The privileged – those with money or power or both – escaped, sped away in their rockets to pollution-free satellites in the sky, taking many of Earth’s assets with them. If you did a lot of networking you might just have been lucky enough to join them. It depended if you knew the right people or slept in the right bed. Those with no money, no power or influence were abandoned in the wilderness to become contaminated by the toxic waste. They became mutants. Or the children of the contaminated became mutants. One or the other. That is not quite clear. The timescale is not clear either. Giant domes, the compounds, were built to house the mutant humanoid survivors and keep them separate. That much is clear and borne out by my own experience.
I read with amusement and not a little anger that computers were set up “even in the compounds” so that “even the mutants could feel they were contributing to the creative regeneration.” I object to that “even”. It shows what they think of us. All these articles, written by uncontaminated human beings, are so patronising.
Still, I don’t suppose they ever expected a mutant humanoid to read this stuff. That’s why our compus on Earth are censored. It is gradually becoming clear to me that it is not in the interest of the privileged classes to permit the underclass – yes, the underclass, because that’s what we have become, us mutants – to access every single site on the world wide web. We cannot be t
rusted. If we know too much, we may stop being pliant workaholics and rebel.
I find myself getting hotter and hotter. What a cheek. These people think they are so superior to us. Do I really want to turn into one of them? Is it too late to change my mind?
A nurse bustles in, takes one look at my flushed face and insists I close down the compu for today and get some sleep.
Journal Entry
I’ve had no pain from the operation. None at all. Wrapped up in bandages I feel more like an Egyptian mummy than a chrysalis. I am not exactly dead, but ready to be born again and today’s the day….
The nurse unwinds the bandages and folds them neatly round her arm. The doctor examines my bare back. He nods, satisfied. No pain but lots of itching. I try to look over my shoulder without success. When the doctor has gone I tell the nurse I want to look at my back in a mirror. There were not many mirrors in the compounds (why should ugly mutants want to look at themselves?) but I’ve seen them here in the bathrooms. The nurse does not recommend it but I insist and, in the end, she is quite helpful. I stand in front of one mirror and she holds another up behind me, adjusting it so that I can see the result of the op. My shoulder blades look a little inflamed and swollen, but she assures me the swelling with go down and that the redness will fade in a day or so. There are no feathers poking through.

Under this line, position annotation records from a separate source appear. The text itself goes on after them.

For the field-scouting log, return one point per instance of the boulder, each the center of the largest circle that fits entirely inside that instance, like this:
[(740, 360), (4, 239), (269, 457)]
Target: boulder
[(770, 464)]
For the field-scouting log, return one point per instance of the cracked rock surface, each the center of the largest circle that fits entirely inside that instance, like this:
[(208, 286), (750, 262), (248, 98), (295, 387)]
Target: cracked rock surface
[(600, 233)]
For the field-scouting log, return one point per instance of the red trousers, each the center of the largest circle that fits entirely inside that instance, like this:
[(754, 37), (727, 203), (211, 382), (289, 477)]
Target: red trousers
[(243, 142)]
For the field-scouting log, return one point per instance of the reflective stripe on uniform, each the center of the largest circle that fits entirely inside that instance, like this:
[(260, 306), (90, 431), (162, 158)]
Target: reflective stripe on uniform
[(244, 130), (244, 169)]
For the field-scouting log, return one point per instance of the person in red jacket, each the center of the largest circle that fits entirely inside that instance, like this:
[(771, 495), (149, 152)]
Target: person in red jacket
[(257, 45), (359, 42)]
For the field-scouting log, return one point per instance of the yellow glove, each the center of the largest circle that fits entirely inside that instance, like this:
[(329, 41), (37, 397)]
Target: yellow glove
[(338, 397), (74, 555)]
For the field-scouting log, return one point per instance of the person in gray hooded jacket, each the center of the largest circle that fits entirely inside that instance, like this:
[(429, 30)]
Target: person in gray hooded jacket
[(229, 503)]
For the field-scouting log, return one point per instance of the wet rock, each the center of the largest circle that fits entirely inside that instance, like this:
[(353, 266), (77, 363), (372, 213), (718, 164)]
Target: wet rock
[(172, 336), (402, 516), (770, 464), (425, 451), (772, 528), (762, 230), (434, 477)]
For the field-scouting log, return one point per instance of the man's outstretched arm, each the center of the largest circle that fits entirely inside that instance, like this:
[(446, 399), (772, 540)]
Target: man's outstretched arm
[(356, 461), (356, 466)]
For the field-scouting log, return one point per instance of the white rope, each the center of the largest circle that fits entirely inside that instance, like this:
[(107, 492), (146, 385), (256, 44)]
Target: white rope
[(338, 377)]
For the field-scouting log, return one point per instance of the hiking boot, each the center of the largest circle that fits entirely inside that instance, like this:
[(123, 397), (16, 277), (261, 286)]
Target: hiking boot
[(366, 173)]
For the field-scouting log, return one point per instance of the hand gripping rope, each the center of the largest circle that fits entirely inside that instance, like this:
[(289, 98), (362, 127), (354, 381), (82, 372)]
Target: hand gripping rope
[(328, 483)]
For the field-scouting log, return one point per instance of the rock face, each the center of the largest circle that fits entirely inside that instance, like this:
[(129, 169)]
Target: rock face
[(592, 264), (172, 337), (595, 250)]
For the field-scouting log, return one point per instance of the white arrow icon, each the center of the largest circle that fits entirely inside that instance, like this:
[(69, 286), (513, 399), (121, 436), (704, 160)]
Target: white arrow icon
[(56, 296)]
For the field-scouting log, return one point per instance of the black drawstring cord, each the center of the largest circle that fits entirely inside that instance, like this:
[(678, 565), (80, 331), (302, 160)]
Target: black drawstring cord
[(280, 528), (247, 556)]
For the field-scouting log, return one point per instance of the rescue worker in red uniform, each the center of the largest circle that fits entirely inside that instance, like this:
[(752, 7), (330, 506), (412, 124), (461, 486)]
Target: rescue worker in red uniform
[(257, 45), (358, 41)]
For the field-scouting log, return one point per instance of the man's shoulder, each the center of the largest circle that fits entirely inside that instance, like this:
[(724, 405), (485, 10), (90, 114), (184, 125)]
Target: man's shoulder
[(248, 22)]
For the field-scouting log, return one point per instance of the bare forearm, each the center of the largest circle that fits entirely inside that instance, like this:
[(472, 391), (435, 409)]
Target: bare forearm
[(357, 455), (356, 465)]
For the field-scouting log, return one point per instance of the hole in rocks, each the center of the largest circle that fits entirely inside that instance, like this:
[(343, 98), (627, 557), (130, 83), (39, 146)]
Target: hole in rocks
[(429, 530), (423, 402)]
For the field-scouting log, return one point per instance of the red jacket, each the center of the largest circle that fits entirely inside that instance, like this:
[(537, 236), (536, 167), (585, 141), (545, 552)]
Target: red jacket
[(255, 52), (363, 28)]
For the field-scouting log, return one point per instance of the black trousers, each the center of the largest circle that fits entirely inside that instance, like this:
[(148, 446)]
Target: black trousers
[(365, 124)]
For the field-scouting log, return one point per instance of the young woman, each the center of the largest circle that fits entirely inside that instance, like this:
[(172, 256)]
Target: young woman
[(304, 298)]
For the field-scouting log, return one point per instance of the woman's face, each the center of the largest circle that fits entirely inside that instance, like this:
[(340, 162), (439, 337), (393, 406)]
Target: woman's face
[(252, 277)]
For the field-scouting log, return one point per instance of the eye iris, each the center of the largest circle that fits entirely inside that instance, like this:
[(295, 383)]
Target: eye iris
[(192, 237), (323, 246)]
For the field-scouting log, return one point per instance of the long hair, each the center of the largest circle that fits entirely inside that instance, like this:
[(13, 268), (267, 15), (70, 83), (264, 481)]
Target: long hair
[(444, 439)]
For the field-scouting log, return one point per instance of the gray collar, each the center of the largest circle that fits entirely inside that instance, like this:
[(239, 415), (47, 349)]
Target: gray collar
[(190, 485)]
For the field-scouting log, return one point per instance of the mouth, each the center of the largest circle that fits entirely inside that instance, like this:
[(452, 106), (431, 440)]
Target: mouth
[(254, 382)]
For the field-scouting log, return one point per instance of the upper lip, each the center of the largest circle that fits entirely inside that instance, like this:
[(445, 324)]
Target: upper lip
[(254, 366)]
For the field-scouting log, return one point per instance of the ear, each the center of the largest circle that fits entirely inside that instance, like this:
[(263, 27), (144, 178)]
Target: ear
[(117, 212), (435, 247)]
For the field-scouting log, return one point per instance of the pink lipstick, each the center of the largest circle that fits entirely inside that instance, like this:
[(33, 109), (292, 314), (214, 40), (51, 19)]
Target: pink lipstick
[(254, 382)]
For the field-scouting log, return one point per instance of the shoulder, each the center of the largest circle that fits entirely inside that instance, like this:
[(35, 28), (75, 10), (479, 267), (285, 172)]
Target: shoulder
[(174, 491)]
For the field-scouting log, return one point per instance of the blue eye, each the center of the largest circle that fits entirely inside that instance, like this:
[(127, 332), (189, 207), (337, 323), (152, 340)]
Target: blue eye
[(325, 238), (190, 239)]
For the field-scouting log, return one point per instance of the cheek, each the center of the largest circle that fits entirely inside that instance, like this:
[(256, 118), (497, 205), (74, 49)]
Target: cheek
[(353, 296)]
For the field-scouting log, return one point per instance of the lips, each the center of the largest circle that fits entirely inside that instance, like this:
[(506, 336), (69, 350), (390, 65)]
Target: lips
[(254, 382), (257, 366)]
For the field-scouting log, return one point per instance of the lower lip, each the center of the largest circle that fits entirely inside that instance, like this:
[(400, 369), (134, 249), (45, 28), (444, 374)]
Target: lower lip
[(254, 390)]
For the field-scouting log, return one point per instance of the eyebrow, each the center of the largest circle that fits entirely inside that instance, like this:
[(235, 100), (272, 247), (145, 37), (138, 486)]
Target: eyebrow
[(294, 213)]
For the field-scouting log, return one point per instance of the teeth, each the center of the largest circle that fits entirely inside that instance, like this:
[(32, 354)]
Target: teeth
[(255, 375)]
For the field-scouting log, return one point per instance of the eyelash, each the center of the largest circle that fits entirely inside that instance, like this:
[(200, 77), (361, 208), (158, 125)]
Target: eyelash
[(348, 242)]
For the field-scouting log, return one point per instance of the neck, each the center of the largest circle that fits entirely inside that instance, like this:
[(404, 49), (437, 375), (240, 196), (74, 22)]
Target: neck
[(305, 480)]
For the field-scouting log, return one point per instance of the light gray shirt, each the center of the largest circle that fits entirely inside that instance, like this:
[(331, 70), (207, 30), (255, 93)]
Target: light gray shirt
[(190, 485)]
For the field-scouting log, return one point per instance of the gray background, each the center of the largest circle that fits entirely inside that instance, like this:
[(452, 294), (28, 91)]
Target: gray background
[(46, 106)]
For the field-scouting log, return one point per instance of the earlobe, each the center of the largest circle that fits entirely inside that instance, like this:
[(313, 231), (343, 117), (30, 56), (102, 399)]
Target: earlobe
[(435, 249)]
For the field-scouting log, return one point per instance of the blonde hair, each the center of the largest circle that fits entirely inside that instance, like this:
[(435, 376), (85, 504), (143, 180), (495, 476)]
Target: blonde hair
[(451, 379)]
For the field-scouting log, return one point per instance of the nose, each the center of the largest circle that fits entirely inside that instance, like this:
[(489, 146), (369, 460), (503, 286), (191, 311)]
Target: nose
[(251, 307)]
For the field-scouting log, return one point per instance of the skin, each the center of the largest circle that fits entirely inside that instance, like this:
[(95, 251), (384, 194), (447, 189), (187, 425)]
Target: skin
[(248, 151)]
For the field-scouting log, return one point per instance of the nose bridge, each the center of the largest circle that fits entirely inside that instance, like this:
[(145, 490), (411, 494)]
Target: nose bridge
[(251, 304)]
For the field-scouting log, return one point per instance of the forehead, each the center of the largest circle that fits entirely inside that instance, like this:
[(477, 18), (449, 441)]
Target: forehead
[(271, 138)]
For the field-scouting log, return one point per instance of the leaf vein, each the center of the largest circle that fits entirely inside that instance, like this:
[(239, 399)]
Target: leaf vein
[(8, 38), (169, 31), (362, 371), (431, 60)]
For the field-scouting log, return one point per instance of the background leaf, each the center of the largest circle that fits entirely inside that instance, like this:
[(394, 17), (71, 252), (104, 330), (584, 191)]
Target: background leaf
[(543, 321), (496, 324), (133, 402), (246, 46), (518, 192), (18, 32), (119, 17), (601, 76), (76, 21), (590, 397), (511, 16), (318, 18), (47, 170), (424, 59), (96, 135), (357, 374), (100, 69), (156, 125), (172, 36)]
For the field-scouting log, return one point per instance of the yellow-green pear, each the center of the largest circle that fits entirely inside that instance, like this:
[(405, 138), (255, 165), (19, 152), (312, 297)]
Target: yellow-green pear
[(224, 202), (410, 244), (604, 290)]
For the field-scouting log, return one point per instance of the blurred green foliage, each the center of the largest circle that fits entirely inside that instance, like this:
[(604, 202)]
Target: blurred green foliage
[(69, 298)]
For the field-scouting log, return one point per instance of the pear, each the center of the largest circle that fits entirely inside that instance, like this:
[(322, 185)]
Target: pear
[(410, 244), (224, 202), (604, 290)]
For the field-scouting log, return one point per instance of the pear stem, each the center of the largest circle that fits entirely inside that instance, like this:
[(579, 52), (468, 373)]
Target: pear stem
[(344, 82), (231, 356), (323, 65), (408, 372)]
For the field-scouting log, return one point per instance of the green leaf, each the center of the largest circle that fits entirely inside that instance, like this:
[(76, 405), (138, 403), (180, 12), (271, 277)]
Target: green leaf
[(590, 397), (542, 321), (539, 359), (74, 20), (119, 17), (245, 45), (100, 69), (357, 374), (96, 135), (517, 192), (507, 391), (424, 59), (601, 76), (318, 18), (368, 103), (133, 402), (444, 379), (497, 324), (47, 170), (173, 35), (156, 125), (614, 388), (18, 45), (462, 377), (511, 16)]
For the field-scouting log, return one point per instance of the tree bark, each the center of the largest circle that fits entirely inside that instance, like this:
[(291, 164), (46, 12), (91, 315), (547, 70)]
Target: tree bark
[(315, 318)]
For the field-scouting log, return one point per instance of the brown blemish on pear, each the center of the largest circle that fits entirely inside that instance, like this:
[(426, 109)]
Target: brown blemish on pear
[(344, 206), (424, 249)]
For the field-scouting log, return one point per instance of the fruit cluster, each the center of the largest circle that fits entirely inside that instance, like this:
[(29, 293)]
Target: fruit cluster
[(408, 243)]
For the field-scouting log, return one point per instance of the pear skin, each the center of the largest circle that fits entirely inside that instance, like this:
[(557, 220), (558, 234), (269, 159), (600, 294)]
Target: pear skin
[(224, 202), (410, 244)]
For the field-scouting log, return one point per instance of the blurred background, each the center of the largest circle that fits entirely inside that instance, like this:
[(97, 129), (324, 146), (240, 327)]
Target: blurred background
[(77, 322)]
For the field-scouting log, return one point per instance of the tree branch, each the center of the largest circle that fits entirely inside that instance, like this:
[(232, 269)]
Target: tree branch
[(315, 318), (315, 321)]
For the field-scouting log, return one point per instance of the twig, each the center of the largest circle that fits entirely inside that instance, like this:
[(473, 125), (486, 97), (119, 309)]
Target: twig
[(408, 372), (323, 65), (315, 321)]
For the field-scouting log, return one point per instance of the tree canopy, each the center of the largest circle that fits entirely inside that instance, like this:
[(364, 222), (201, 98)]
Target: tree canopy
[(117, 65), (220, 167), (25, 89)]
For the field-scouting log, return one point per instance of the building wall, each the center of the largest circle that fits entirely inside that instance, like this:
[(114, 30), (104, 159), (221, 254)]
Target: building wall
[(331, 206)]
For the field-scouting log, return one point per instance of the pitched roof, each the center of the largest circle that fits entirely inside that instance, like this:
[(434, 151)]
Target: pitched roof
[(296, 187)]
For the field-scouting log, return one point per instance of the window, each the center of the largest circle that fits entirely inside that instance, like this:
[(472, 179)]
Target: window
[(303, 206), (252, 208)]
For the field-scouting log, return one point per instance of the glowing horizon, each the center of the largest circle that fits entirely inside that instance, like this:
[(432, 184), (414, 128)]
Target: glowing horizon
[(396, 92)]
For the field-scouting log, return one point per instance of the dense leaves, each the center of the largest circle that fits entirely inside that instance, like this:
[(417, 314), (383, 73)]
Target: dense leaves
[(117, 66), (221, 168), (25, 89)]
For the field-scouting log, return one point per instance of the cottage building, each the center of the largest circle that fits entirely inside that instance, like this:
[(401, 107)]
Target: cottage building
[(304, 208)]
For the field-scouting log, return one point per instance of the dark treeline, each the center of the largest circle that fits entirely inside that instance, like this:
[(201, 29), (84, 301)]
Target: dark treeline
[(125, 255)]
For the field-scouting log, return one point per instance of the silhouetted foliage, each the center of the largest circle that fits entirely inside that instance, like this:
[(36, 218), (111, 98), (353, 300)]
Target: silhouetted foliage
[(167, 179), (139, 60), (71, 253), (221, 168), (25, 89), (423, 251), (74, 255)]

Back to my compu. I’m fascinated by the plethora of stories about the end of the world and the efforts to rebuild it. So much opinion is bandied about it is difficult to distinguish fact from fiction. The scientists blame the politicians. The politicians are determined to blame each other. The journalists wrangle among themselves about which of the reports are the most accurate. All the participants in the ongoing debate are so competitive, so determined to prove their opponents wrong that no conclusions are reached. Anyone with an ounce of sense can see that, if they all worked together as we did in C55 under Kali’s guidance, they would achieve far more than through this incessant bickering.